That is true. That reveals the glory of God. But there's these places in moments, there's these
times and places, right, where God doesn't just review. You said it, God doesn't just reveal himself,
but he comes to us in a very particular way, right? Comes to us giving his life in a particular
way, comes to us giving his healing in a particular way, and his forgiveness in a particular way.
And the sacraments are rooted in the incarnation. This is important, right? So Jesus,
God became flesh, he took on our human matter. And when people encountered Jesus, they encountered a sacrament.
They encountered a physical body. They couldn't see God, but they could touch him because when they touched Jesus, they touched God. And when Jesus touched them, God touched them. And so the sacraments continue that incarnational principle. And St. Thomas Aquinas, when he talks about the sacraments, he says, it's actually charity to speak to people in a way that they can understand.
And so the sacraments, through the sacraments, God speaks to us through material things.
He comes to us through material things so that we can receive him and understand him and encounter him.
And so it's like what in this St. Leo the Great says, and it's quoted in the catechism, right?
What began in the incarnation of God's presence in our midst is continued in the sacraments in the life of the church so that we can still encounter the living Jesus today.
Well, that sense of the incarnation, I always say something.
like, you know, that God being all-powerful
could have just declared the world saved.
Like, feasibly, right?
He could have just said, saved.
The God who created the world, but the word
could redeem the word with a world,
world with a word.
And yet, how does he do it?
He takes on a body.
And in the body, he lives and he suffers and he dies.
And he rises from that descends to heaven.
And that's how he wanted to mediate salvation to us.
And right, so, so,
Tertullian, who says,
the flesh is the hinge of salvation.
Yes.
That sense of it all is on this, the sense of that God, like you said, when Jesus touched them,
God was touching them.
When he healed them, God was healing them.
And now, St.

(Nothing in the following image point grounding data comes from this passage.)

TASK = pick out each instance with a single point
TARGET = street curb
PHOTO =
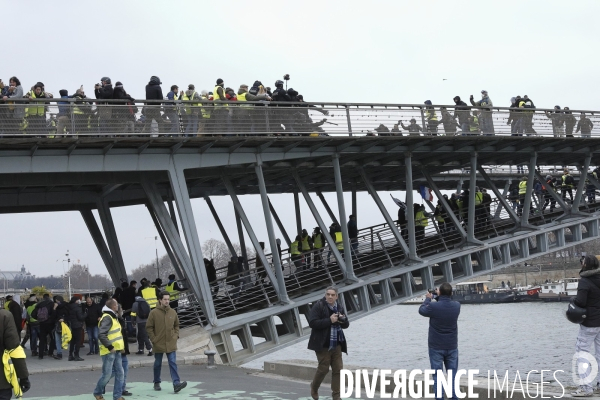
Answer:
(97, 366)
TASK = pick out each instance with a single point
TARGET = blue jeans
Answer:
(440, 359)
(34, 334)
(111, 364)
(93, 339)
(171, 357)
(58, 340)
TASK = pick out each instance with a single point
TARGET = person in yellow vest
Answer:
(192, 110)
(111, 345)
(220, 111)
(522, 192)
(149, 293)
(173, 288)
(16, 376)
(296, 253)
(431, 118)
(421, 222)
(36, 112)
(307, 246)
(318, 244)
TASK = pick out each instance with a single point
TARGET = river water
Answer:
(501, 337)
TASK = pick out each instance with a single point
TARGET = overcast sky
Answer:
(351, 51)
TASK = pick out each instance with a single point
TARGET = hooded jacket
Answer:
(76, 315)
(319, 320)
(163, 329)
(588, 296)
(153, 89)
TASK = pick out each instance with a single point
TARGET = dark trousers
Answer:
(143, 337)
(328, 359)
(74, 344)
(45, 332)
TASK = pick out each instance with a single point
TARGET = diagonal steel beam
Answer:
(281, 291)
(324, 230)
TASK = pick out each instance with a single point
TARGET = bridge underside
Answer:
(265, 305)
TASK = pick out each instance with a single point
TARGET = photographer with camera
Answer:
(443, 331)
(327, 319)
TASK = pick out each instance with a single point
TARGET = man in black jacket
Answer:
(588, 297)
(104, 90)
(327, 318)
(152, 110)
(9, 340)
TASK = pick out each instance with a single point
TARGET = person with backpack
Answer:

Ambrose, I think, who says something along the lines of, I've seen your face,
O Lord.
I see your face in the sacraments.
Yes.
You've come to me in the flesh, essentially, in the sacraments.
So that sacramental worldview versus a scientific worldview is going to be one of the obstacles.
People are going to have to kind of like, maybe a lot of us learn to embrace.
Absolutely.
Yep. The other obstacle that's really important is to try to understand how the Bible understands history. And, you know, the key at understanding divine revelation in the Bible is that God breaks into history. And he breaks into history and he saves us through these salvithic events. So going back to the Old Testament, you have Exodus. There's this salvithic event that actually creates the people of Israel and saves them throughout all of time. But because the Jews have a
a biblical understanding of history, what do they do? Every year on the anniversary of that,
they gather and they remember that event. But they don't think of memory the way we think of memory.
What is memory? I recall this thing that happened in the past and I make it present in my mind.
But the Jewish people actually believed, in Hebrew they called the word zikaron, right, this idea of
memory that makes the event present. So when they celebrated Passover, when Jesus celebrated Passover with his apostles,
He believed that the event of passing through the Red Sea was becoming present now and that they were being saved through this celebration here and now by the event that happened in the past because they were connected to that event in time.
He was taking that past event and making it present.
Exactly.
So the catechism calls this word anamnesis.
It's the Greek word for memory.
But this is so important because this is why Jesus' last command to his church is do this in memory.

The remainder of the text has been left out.